The decent men I know would never accept shenanigans such as occurred (e.g.) recently in Steubenville. Though very physical, and on occasion even frightening (to me, as a man), they made it clear to me over and over--in quiet conversations in the locker room or at church or some other place where we happened to coincide, and in their interaction with people--that they had a deep sense of their own personal dignity, and the corresponding personal dignity of every individual human being that they interacted with (male, female, big, small, black, white, foreign, domestic, powerful, weak: it did not matter). I saw that other men might talk or make gestures like the really decent ones without being really decent. I noticed that chivalry (respect, whatever one wants to call it) is more than a collection of shallow rules. I also learned that the really decent folk with power (raw physical power or social privilege or whatever) were keenly aware of their own weakness--of the temptation that their position offered for "taking unfair advantage"--and that they took conscious measures to avoid becoming the perpetrators of abuse. They also made a point of noting how their strength inevitably depended on the cooperation of others, how it was not really their own. (Some of them expressed this by attributing it to God, not because they identified God as their own whim, but for the opposite reason: "God" for them meant "not me, the world outside me that I cannot understand but that I choose to confront with dignity.")

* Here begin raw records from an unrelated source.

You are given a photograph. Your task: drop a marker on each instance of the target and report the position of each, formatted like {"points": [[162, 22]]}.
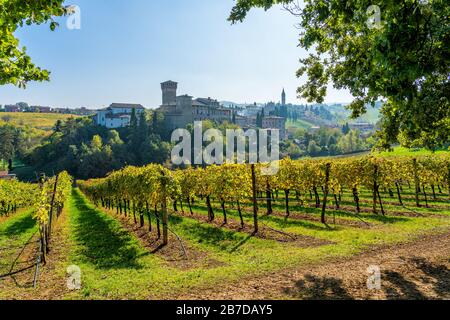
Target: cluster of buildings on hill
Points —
{"points": [[23, 107], [181, 110]]}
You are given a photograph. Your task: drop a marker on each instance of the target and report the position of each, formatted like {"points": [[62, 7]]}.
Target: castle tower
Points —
{"points": [[169, 92]]}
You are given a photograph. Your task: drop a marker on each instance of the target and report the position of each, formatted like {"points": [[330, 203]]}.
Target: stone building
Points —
{"points": [[272, 122], [181, 110], [117, 115]]}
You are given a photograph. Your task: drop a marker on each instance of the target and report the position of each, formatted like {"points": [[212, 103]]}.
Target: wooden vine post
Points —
{"points": [[375, 189], [326, 190], [255, 204], [165, 218], [416, 182], [52, 204]]}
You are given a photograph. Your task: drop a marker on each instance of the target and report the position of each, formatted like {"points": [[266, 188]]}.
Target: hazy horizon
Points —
{"points": [[124, 50]]}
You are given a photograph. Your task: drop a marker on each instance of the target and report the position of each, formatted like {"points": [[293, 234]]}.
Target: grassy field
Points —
{"points": [[41, 121], [400, 151], [119, 260]]}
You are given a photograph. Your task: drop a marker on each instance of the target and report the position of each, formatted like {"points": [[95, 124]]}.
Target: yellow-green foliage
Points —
{"points": [[233, 182], [44, 200], [40, 121], [15, 194]]}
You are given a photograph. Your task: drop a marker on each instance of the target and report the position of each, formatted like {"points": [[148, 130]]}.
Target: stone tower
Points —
{"points": [[169, 91]]}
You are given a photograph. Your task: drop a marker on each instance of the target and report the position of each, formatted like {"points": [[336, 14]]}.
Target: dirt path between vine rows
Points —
{"points": [[416, 270]]}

As a human, I see that chivalry has limits. I see that it cannot be the solution of every person (or even of every man). But I am not ready to throw it away, myself, as a man. I have found it more useful than not.
 


III. To me it seems that there is only one distinction between the sexes (male and female) clear enough to be written into law: men cannot give birth, so final decisions regarding reproduction belong exclusively to women.

Everything else (the more or less imaginary gender p
references and aptitudes whose ebb and flow we observe in contentious scientific literature) should be sorted out extralegally (definitely) and without social coercion (e.g. in the form of referenda promoting one group's fantasy of gender roles at the expense of everyone else). If women don't want to be CEOs (as I don't, though I am not a woman), then they shouldn't have to be; but that should be their decision, not an expectation imposed externally. Society should have no definite gender roles enforced by law (certainly) and should resist the idea of softer enforcement (e.g. via the continuation of work requirements that make it unnecessarily difficult for qualified individuals to live as they find opportunity and desire).